Demikian kesimpulan studi pencitraan otak - yang dipimpin oleh para peneliti di Duke University di Durham, NC - yang kini diterbitkan dalam jurnal tersebut Psikiatri Biologis.

Mereka menemukan bahwa risiko penyakit mental meningkat ketika korteks visual otak tidak berkomunikasi dengan baik dengan jaringan "tingkat tinggi" yang membantu kita merencanakan dan fokus pada tugas dan memikirkan diri kita sendiri.

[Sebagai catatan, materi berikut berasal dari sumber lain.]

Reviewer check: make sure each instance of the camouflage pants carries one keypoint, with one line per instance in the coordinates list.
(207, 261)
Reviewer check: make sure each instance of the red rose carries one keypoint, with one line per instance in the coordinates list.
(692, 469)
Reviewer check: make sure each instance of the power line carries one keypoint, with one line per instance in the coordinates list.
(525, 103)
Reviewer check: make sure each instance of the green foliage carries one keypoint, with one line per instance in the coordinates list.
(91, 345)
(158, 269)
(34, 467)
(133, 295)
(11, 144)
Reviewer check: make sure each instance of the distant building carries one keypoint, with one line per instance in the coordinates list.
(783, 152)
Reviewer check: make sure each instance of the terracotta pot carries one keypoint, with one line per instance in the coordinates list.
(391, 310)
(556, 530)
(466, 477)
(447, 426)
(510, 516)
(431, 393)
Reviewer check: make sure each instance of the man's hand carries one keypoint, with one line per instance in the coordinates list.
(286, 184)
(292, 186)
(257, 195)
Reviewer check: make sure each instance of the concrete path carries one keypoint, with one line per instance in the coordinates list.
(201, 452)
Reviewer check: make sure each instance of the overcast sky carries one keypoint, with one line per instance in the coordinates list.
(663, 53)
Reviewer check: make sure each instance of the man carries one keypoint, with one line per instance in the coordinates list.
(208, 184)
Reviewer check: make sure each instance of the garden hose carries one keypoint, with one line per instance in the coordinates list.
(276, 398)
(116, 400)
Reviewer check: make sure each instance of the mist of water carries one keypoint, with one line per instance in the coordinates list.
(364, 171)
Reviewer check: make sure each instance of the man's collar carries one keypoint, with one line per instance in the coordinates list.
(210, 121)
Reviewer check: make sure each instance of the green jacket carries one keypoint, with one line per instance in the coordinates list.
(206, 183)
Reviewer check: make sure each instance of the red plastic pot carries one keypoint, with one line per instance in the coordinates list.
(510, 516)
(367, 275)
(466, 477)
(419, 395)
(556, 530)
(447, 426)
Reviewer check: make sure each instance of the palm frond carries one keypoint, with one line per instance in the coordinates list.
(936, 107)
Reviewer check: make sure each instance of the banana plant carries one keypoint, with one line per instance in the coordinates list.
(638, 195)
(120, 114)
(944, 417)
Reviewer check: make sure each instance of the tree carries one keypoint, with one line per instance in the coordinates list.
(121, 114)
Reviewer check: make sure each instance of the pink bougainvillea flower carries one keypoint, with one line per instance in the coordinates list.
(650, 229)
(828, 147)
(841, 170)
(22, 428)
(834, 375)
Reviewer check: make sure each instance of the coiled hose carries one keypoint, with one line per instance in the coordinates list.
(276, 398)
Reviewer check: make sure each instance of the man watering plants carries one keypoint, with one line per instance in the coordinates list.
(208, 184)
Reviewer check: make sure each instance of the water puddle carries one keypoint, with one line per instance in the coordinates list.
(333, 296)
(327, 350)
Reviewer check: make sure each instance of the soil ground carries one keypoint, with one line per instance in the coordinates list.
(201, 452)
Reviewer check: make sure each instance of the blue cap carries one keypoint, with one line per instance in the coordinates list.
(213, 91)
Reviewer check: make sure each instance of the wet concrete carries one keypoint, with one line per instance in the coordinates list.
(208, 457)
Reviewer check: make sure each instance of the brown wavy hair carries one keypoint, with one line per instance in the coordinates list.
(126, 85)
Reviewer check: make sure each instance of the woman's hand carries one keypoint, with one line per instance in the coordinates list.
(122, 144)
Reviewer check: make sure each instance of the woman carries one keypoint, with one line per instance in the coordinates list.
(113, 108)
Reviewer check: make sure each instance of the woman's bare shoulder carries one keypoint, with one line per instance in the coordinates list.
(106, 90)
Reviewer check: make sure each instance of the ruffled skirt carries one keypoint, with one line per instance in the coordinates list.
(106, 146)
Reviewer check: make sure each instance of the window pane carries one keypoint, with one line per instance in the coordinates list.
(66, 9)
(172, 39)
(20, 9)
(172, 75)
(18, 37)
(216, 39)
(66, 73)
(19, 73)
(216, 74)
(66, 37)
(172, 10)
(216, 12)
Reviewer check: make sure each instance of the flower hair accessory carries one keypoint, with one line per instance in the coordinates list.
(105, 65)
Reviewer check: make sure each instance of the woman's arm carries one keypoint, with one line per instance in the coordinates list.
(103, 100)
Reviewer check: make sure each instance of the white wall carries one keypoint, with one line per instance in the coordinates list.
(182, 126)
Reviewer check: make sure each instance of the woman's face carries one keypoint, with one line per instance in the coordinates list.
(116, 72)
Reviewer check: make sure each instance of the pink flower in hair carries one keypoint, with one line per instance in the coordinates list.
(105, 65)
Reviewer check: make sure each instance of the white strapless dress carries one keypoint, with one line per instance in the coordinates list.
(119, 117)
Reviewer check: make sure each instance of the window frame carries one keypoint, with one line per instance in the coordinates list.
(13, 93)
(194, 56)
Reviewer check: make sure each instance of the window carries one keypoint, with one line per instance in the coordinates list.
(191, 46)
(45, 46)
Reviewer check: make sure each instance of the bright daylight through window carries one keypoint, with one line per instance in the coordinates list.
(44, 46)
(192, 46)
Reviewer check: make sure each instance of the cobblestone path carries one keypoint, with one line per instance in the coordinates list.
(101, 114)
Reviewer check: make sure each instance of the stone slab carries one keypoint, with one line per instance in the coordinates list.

Korteks visual adalah bagian otak yang menerima dan memproses informasi visual yang masuk dari mata.

Para peneliti terkejut dengan temuan ini, karena, seperti yang dijelaskan penulis pertama Maxwell L. Elliott, seorang mahasiswa pascasarjana di bidang psikologi dan ilmu saraf, "Anda biasanya tidak mengaitkan pemrosesan visual dengan psikopatologi."

Dia dan timnya percaya bahwa pemahaman yang lebih baik tentang apa yang terjadi di otak untuk membuat orang lebih rentan terhadap penyakit mental dapat membantu dokter untuk memilih dan menargetkan perawatan secara lebih efektif.

'Koneksi fungsional' dan 'faktor p'

Studi ini berangkat untuk memeriksa bagaimana "koneksi fungsional" di otak terkait dengan skor "faktor p" penyakit mental. Faktor p adalah cara baru dalam memandang gangguan mental yang menantang pandangan tradisional bahwa mereka berbeda dan terpisah.

Pendukung faktor p mengusulkan bahwa penyakit mental adalah "kontinum" di mana individu yang memiliki gejala satu gangguan mental lebih cenderung memiliki gejala gangguan lain.

Seseorang yang memiliki gejala kecemasan, misalnya, lebih mungkin melaporkan gejala gangguan bipolar atau depresi.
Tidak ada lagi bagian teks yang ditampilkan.